Утешать не стала, но, когда после спектакля Воронцов пригласил всех к себе домой отметить невиданный успех, вопреки возражениям всей труппы, а главное, Раисы, позвала Еремеева присоединиться. Двое на этом веселом празднике были тихи и незаметны: Галина и Еремеев. Еремеев отказался выпить наотрез, ему приходилось доказывать, что проступок его случаен, закуски тоже не брал, считал, что не заработал. Сел возле проигрывателя и исправно менял пластинки, лишь бутерброды принимал от Галины.
Галина, когда улеглись восторги и воспоминания о триумфе, и первые тосты, и радостное возбуждение, вдруг словно очнулась, поняла, у кого в доме сидит сейчас в гостях. Женщины, и Раиса вместе с ними, так были взбудоражены, так веселы и счастливы, что им и в голову не пришло помочь Воронцову по хозяйству. Они уже делили роли в будущей пьесе. Галина видела, как суетится, повязав вместо передника полотенце, на кухне Воронцов. Оттуда плыл чад, — видно, картошку жарил. Нужно было пойти к нему, помочь, но Галина не могла себя заставить встать. Там, на кухне, они оказались бы вдвоем, а именно этого она страшилась. Весь вечер они словно не замечали друг друга, это было легко в общем говоре, но Галина знала, чувствовала, как неотступно он помнит о ней. Вот и сейчас поймала его взгляд, когда мелькнул с бутылкой подсолнечного масла. В кухне зашипело, чад стал гуще. Безрадостно было его жилье. Казенная мебель, голые, без занавесок окна, на стене пластмассовая тарелочка, на дне ее раскрашенная фотография некрасивой лобастой девочки с тощими косичками.
Галина встала, подошла к тарелочке.
«Милому папочке от любящей навек дочки». Золотыми буквами шла по краю каллиграфическая надпись — «Москва, 1973 год». Лишь слово «навек» было вписано наверху с корявой старательностью.

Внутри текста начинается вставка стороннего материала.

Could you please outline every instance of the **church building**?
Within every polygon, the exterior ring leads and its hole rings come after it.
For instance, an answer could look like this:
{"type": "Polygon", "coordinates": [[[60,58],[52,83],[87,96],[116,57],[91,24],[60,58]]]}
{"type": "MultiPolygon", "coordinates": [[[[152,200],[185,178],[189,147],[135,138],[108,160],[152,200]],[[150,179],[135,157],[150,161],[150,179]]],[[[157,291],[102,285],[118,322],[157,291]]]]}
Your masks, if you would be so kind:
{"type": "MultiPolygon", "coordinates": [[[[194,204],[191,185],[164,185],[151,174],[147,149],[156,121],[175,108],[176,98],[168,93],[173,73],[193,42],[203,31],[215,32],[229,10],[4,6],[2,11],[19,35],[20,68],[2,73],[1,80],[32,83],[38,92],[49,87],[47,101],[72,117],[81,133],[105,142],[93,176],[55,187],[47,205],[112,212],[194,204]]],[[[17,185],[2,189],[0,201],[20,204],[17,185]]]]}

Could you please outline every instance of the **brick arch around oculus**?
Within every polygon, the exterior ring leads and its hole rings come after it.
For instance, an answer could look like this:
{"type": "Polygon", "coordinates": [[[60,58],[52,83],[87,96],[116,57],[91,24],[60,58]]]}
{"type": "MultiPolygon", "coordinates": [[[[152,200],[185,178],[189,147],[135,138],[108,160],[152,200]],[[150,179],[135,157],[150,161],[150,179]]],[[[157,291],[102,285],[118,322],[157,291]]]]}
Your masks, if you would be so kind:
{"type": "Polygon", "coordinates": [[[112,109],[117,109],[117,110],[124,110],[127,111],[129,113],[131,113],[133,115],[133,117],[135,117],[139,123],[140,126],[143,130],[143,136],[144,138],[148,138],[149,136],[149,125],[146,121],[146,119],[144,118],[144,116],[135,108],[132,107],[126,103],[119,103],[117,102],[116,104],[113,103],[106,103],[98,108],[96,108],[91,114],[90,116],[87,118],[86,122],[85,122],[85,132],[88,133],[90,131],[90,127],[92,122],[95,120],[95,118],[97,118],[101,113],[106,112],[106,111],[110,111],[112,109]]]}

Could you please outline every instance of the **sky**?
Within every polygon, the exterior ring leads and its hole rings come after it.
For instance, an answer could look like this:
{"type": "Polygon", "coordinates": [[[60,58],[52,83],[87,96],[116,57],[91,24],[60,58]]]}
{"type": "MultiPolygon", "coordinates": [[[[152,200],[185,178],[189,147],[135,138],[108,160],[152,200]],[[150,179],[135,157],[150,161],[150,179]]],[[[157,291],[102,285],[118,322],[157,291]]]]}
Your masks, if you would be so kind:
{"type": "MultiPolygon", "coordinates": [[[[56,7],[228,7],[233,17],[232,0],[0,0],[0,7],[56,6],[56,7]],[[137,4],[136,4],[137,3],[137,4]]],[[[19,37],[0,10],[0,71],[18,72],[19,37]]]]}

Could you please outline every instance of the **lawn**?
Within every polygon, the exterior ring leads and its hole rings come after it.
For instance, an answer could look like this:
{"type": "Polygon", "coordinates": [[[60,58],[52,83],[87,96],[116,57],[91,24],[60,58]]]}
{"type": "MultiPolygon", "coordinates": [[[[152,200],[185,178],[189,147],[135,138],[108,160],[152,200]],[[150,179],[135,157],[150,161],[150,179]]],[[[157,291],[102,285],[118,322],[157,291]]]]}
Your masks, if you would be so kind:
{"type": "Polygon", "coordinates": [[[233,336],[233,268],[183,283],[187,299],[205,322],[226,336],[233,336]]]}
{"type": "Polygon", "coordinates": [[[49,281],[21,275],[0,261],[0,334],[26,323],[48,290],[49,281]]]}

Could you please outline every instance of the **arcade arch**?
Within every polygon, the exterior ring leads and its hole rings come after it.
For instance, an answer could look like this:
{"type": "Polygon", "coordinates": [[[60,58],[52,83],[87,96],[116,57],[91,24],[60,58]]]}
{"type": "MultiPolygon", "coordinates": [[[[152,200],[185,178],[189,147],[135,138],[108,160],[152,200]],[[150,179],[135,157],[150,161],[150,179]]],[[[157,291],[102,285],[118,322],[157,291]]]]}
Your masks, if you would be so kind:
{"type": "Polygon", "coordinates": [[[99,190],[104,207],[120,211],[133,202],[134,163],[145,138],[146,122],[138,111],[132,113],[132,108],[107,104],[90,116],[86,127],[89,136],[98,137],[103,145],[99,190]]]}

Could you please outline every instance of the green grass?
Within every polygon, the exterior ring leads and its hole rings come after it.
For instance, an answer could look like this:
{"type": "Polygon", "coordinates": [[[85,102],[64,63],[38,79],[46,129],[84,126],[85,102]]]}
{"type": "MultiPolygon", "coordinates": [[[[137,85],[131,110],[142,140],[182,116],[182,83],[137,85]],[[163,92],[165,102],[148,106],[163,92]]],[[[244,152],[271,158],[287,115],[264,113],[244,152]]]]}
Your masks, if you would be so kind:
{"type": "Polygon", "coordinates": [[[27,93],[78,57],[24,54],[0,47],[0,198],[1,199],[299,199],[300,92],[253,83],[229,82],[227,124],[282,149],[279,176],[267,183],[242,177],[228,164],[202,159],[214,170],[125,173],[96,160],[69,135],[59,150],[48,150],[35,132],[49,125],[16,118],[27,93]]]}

«Навек» — это значит несмотря ни на что. Даже на то, что живет не с ним, а с матерью», — подумала Галина и пошла в кухню.
Сощурив глаза, чтобы брызги горячего масла не попали, Воронцов ворошил картошку на огромной чугунной сковороде.
— Дайте я, — попросила Галина, и он тотчас отошел от плиты послушно. — Уже солили?
— Нет. Я под конец солю. Если посолить сразу, она пускает сок и не такая красивая получается.
— Вот как? Буду знать теперь, — бессмысленно перевернула румяный ломтик.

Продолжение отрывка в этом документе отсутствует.